We’ve changed our thinking regarding having bucks living here on the farm, for practical reasons. Frankly, Artificial Insemination (AI) is just too expensive and inconvenient for us, and neither of those qualities are fitting our situation right now. One of the reasons we were so dead-set against having a buck is because of our experience last year with “Asshole.” We’ve since spent some time around bucks that are friendlier boys and have learned some management techniques (shaving their chest/beard, which will happen with Quagmire soon, and housing logistics) that will help. This little guy is still young enough and the folks we got him from have insured that he’s had lots of human interaction. We feel that we’ll be able to keep him friendly. Obviously, when they go into rut, they have a one-track mind, but we’ll work with that and we certainly know how after having a buck here for three weeks last year!
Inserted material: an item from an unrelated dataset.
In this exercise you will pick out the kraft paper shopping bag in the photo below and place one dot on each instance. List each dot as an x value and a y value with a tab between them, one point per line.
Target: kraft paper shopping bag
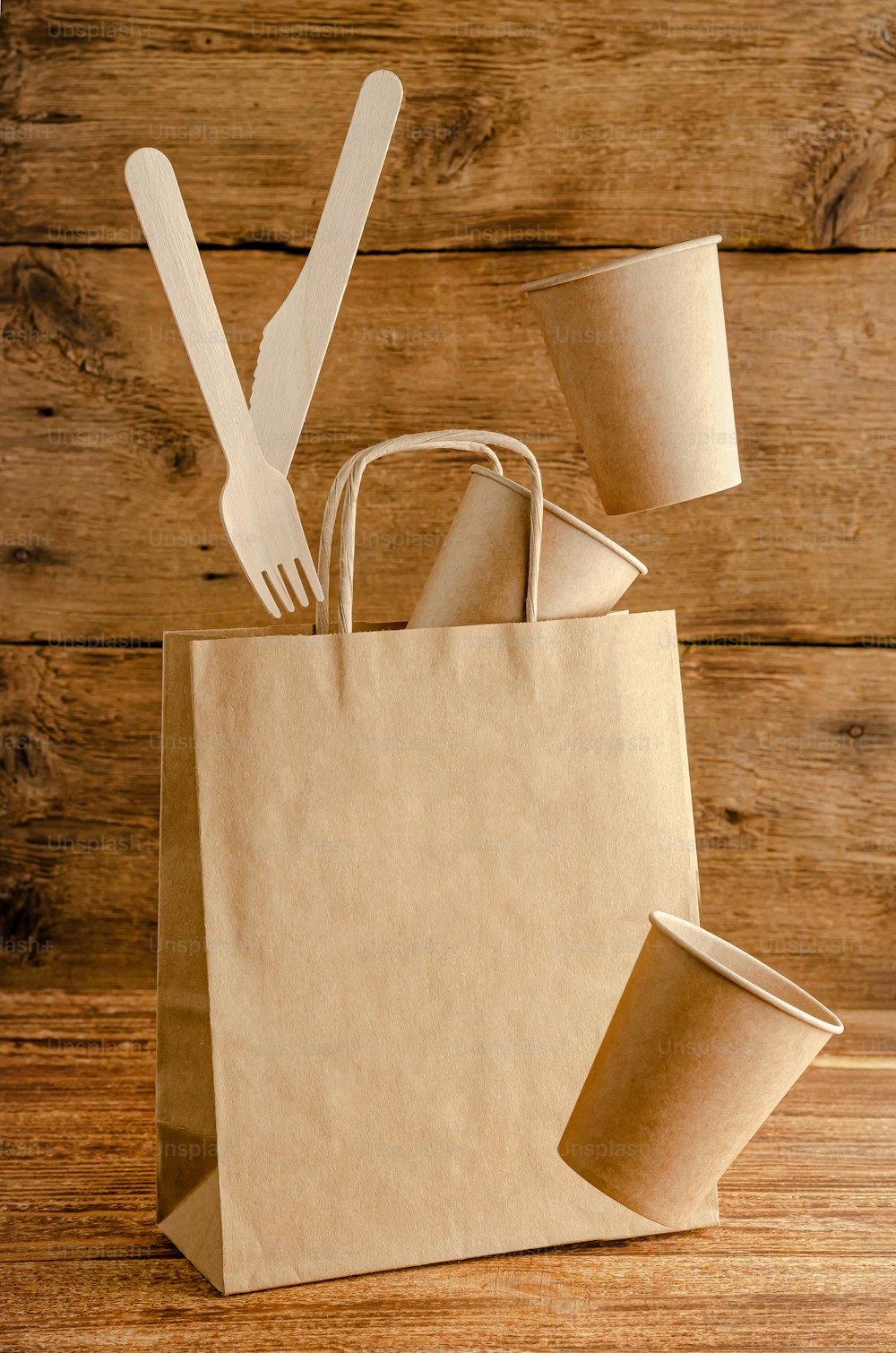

Another advantage is that we’d have to travel with our girls to take them to get bred, and they can get that “Mayflower Sickness” – travel stress – from which they can get very ill, and it can even be fatal in the worst cases. You don’t want that anytime, but especially not when you are trying to get them pregnant! Finally, we paid for our buck what you’d pay for one breeding charge. So it just made sense. We need to hustle to get our housing situation in the barn expanded, something we were already working on.
You may notice the box for the hydrant at his feet in the photo above – we had to replace ours in the barn because it broke a couple of years ago and flooded the floor (prior to getting the goats). We haven’t had water in the barn since – we’ve had to haul it from the garden hose outside, which is fine in warm weather, but at this point in the year, it’s no longer an option. The past couple of winters, we’ve hauled water down from the house several times a day, and with the number of goats we have now, that’s no longer practical. Well, my brother Dave came over on Tuesday and spent the day getting that hydrant in place. It was hard, mucky, muddy work and he looked like one of the Jaynestown Mudders. Poor guy. We got him into dry clothes before he went home, at least!
Well, after some snags this morning, George was able to get the water flowing in the barn! We have running water now, and it just needs some final touches, but this plumbing is below the frost line, and the hydrant is designed not to freeze. Yay!